The backup performance of a BackupExec installation suddenly dropped by 50-70% for no apparent reason. The was no user intervention, no reconfiguration, nor updates, and all tapes were affected at once. The system is deployed on a Windows 2003 SBS 32-Bit system, no remote agents involved (except the local one, means: no networking involved).
I do not find any clues about the cause of the failure. The result is that the backup is automatically cancelled after 6 hours where it took 4 hours before and it only walked about 50% of the files and 20% of the data volume opposed to a usual complete backup run. The capacity of the tape is also not used (90% before, now only a fraction of it).
I tried to turn of the single instance backups and also tried turning of using snapshot providers to no avail.
There is no error message as the backup job times out before it can finish (so in fact the error is "backup job did not complete within time" or similar).
Update: The problem persists with or without AOFO. We also ran the cleaning tape. 4 tapes are in use since about 2 years, one tape is pretty fresh. Both generations of tapes show the same issues so it seems not related to the tape. However we are going to try again with a brand-new one.
Any ideas how to debug this?
You can Debug BEX using the SGMon utility, it is in the program directory.. however, it has quite extensive output..
You can also create smaller jobs, and run them sequentially, or, to back them up to a "folder" first, then run a "duplicate" backup job to tape. If it fails on the folder job, its a network/source issue, if it fails on the tape, its a drive[r]/tape issue.
One of our servers started to do something like this, we got the drive itself replaced ASAP, problem solved.

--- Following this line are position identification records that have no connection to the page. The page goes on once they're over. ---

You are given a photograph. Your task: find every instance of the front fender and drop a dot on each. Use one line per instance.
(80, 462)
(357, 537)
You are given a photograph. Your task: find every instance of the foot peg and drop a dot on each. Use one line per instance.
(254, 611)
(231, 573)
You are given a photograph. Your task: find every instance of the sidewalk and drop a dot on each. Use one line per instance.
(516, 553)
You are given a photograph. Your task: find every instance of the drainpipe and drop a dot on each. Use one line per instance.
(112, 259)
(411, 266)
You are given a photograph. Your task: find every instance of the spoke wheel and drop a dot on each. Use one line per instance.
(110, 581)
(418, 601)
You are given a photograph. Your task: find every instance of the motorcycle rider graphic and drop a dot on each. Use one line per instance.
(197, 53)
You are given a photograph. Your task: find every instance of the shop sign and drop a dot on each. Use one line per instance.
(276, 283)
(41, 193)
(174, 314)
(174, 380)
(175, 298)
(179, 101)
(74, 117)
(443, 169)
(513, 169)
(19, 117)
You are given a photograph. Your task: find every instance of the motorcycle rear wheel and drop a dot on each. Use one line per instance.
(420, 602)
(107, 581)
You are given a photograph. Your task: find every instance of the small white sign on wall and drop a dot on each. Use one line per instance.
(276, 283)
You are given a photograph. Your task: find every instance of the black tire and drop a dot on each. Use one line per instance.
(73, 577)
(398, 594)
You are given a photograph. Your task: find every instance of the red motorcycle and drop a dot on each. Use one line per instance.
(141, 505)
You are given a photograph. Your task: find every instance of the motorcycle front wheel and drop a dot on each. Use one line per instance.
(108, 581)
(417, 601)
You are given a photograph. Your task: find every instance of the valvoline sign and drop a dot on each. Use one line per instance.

Check your job logs. This kind of thing is generally caused by BE having a screaming fit over a single file somewhere (possibly an Access database, PST or similar on a file share which a user has left a file lock on), and it should be immediately possible to identify precisely the point during the job at which things slow down.
The capacity of the tape is also not used (90% before, now only a fraction of it).
I've seen behaviour like this, and what the problem was was that the tape set was X uncompressed, and X*2ish compressed. Once I got more than X, the backup slowed WAY down (because of the compression overhead) and suddenly I had all this extra space.
There has to be at least one remote agent involved, the one on the server you're backing up, even if it's the backup server itself. Have you checked the tape drive for any errors or alerts? does the tape drive need cleaning? Are you using the AOFO?